Die Forschung könnte unser Organspende-Problem lösen
Die Forschung könnte unser Organspende-Problem lösen
( Link zum Originalbild | Urheber: Sasin Tipchai | Pixabay | Pixabay Lizenz )

„Wenn es hier die Option gibt, die Forschung so weit voranzubringen, dass man nicht nur Organknappheit beheben, sondern sogar auf klassische Organspende verzichten könnte, ist das auf jeden Fall ein hochrangiges Ziel.“

Peter Dabrock, Vorsitzender des Deutschen Ethikrates gegenüber dem EVANGELISCHEN PRESSEDIENST.

 

Die Perspektive in 30 Sekunden

  • Der Vorsitzende des Deutschen Ethikrates Peter Dabrock kann Bedenken zur Forschung an Mensch-Tier-Wesen nachvollziehen.
  • Die Forschung hat nach Dabrocks Meinung allerdings einen hohen Stellenwert und sollte fortgeführt werden.
  • Dabrock betont, dass es um Grundlagenforschung geht.
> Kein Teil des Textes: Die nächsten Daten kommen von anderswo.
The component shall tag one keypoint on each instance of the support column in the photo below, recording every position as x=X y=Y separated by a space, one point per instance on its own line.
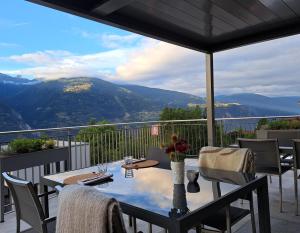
x=210 y=100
Ziel sei es nicht, “Horrormonster” zu erschaffen.
  • Bereits 2011 hat der Deutsche Ethikrat Richtlinien erstellt, die solcher Forschung in Deutschland unter Rücksicht auf Embryonenschutz und Tierschutz Grenzen setzen.

 

Belege für das Kernargument

  • Bereits heute ist die Forschung mit gemischten Zellen möglich. So werden Herzklappen in Schweinen gezüchtet, die Menschen eingesetzt werden.
  • Die rechtlichen Rahmenlinien wurden bereits 2011 erarbeitet und setzen der Forschung enge Grenzen. Die Verschmelzung von Ei- und Samenzellen und dadurch die Erschaffung lebensfähiger Wesen aus Mensch und Tier wäre rechtlich ohnehin nicht möglich.
  • Wenn Stammzellen von Erwachsenen für die Forschung genutzt werden, wäre das Vorgehen auch in Deutschland erlaubt. Dann kämen auch keine menschlichen Embryonen für die Experimente zum Einsatz.

 

Warum The Buzzard diese Perspektive empfiehlt

Peter Dabrock ist als Vorsitzender des Deutschen Ethikrates eine wichtige Stimme in der Debatte um Mensch-Tier-Chimären. Der Ethikrat berät als unabhängiges Gremium den Bundestag und die Bundesregierung. Daneben dient der Rat als Forum für Debatten und erarbeitet Richtlinien. Als Professor für Theologie hat Dabrock außerdem grundlegende Kenntnis der christlich-religiösen Bezüge der Debatte.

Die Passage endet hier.